Clarification of PyTorch Quantization Flow Support (in pytorch and torchao)

There has been some questions around the support for torchao quantization flow(quantize_, autoquant, QAT etc.) and pt2e quantization flow(prepare_pt2e, prepare_qat_pt2e, convert_pt2e) by PyTorch. This note is trying to give a brief summary of the support plan and how people can choose between the two types of flow.

Also for the older eager mode quantization and fx graph mode quantization our plan is to deprecate them, see Torch.ao.quantization Migration Plan for more details.

Support

Currently, we are committed to support both torchao and pt2e quantization flows as they support different use cases, but we’ll aim for sharing common building blocks between the two flows, for example, quantize dequantize ops, observers etc. Support means to maintain and develop new features as requested by users.

Recommendations for Modeling Users

For pt2e quantization, we are also moving the implementation to torchao and having more shared components between pt2e quantization and torchao quantization (specifically they will be using the same quantization primitive ops (quantize_affine/dequantize_affine)). In 2025 H1, we plan to support blockwise quantization and also codebook quantization with pt2e quantization flow as well.

Please let us know if you have any questions.

1 Like

Hi @jerryzh168, thanks for the update!

As a Torch user in the embedded space, I’d like to ask a pair of things. Do you have plans to constrain the export feature in torchao quantization? As far I understand, you recommend to exclude the export in the torchao flow for speedup reasons. However, it’s still interesting to export models quantized with advanced techniques to deploy them in custom backends.

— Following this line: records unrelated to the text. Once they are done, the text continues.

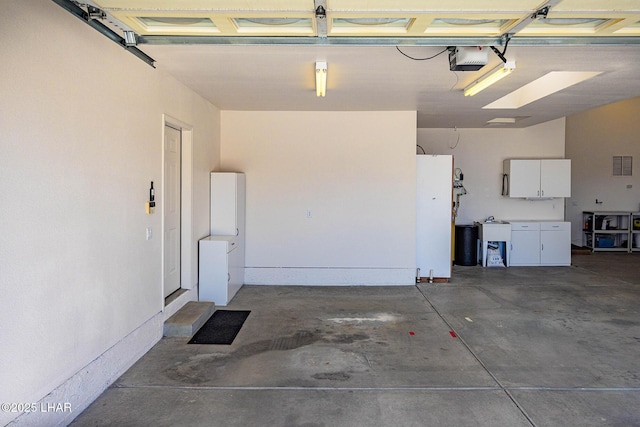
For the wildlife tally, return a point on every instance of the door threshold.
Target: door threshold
(173, 296)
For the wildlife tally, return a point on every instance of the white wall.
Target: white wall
(353, 171)
(593, 138)
(81, 140)
(480, 153)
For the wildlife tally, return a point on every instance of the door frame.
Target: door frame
(188, 265)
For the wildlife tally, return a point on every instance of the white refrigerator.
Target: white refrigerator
(434, 215)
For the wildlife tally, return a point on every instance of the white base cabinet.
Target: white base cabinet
(221, 272)
(535, 243)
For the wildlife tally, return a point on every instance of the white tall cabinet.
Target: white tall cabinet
(434, 225)
(221, 257)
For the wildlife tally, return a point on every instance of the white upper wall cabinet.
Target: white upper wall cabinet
(227, 203)
(537, 178)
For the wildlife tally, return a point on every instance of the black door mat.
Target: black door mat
(221, 328)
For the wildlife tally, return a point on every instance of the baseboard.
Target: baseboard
(176, 304)
(78, 392)
(329, 276)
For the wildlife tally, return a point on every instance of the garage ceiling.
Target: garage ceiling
(387, 55)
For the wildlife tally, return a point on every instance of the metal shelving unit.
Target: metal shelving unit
(634, 237)
(608, 231)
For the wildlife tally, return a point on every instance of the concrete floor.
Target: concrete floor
(519, 346)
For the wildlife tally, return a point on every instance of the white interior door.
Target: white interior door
(171, 209)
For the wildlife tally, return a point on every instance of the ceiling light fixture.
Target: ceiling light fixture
(487, 80)
(321, 78)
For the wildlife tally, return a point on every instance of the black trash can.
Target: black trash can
(466, 245)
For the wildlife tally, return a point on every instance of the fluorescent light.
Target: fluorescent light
(487, 80)
(321, 78)
(539, 88)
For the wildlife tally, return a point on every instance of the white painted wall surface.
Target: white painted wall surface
(330, 195)
(81, 140)
(593, 138)
(480, 152)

Additionally, it seems that during export with torch.export() the ops of the generated IR is dependent on the package we use. For example, we obtain prims ops when we export with torchao, but ATen (and Core ATen) ops with pt2e. I’ve read some discussions stating that’s possible to control how much an op is decomposed, but today it’s a bit opaque for the users. Do you intend to expose somehow the degree of decomposition to, for example, decompose the ATen ops to prim ops generated with pt2e, or viceversa?

I’m happy to help!

  1. we do support export for torchao quantization as well, a good example is Int8DynamicActivationInt4WeightConfig, you can export the model and see the quantize/dequantize ops (used in pt2e) show up in the exported model: ao/test/integration/test_integration.py at 8f93751cd6533732dcce0cdd336d04a204f2adc0 · pytorch/ao · GitHub, see ao/tutorials/developer_api_guide/export_to_executorch.py at main · pytorch/ao · GitHub for more explanations on how you can preserve a high level op during the export for the op to be consumed (lowered) by proceeding transformations

Do you intend to expose somehow the degree of decomposition to, for example, decompose the ATen ops to prim ops generated with pt2e, or viceversa?

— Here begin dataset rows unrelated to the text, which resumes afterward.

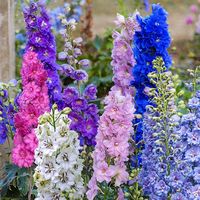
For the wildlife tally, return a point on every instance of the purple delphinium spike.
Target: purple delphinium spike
(41, 40)
(84, 113)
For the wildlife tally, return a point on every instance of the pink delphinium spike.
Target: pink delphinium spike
(115, 125)
(33, 102)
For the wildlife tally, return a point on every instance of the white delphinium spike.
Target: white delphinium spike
(59, 166)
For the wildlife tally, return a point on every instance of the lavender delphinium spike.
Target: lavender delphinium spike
(159, 176)
(151, 41)
(84, 114)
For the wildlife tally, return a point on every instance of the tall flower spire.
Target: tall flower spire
(151, 41)
(42, 41)
(33, 102)
(115, 125)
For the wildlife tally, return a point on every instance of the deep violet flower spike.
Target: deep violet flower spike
(84, 114)
(41, 40)
(151, 41)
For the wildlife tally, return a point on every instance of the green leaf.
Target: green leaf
(97, 42)
(23, 184)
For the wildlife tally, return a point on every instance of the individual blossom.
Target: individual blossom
(59, 166)
(115, 125)
(151, 41)
(73, 10)
(33, 102)
(41, 40)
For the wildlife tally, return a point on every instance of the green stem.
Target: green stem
(30, 185)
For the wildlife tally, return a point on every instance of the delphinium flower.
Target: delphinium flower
(115, 125)
(41, 40)
(159, 176)
(8, 107)
(146, 5)
(151, 41)
(189, 147)
(33, 101)
(59, 166)
(72, 10)
(78, 96)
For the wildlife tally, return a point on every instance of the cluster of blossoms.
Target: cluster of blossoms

export itself seem to allow people to specify a decomposition table. I’m not very familiar with this part, see Get `aot_autograd`'ed graph without `torch.compile` and freeze constants without Inductor context · Issue #140205 · pytorch/pytorch · GitHub for an example of using a decomposition table after export. my understanding is we first get aten IR with export and then use decomp table to decompose it to prim IR.

but we also have the tutorial mentioned above for preserving specific high level ops: ao/tutorials/developer_api_guide/export_to_executorch.py at main · pytorch/ao · GitHub

please let me know if there is any questions for that.

a side question, where are aten IR and prim IR defined? Pere my understanding, aten IR is defined at pytorch/aten/src/ATen/native/native_functions.yaml at main · pytorch/pytorch · GitHub. And prim IR is defined at Redirecting... , but we could not visit this webpage now.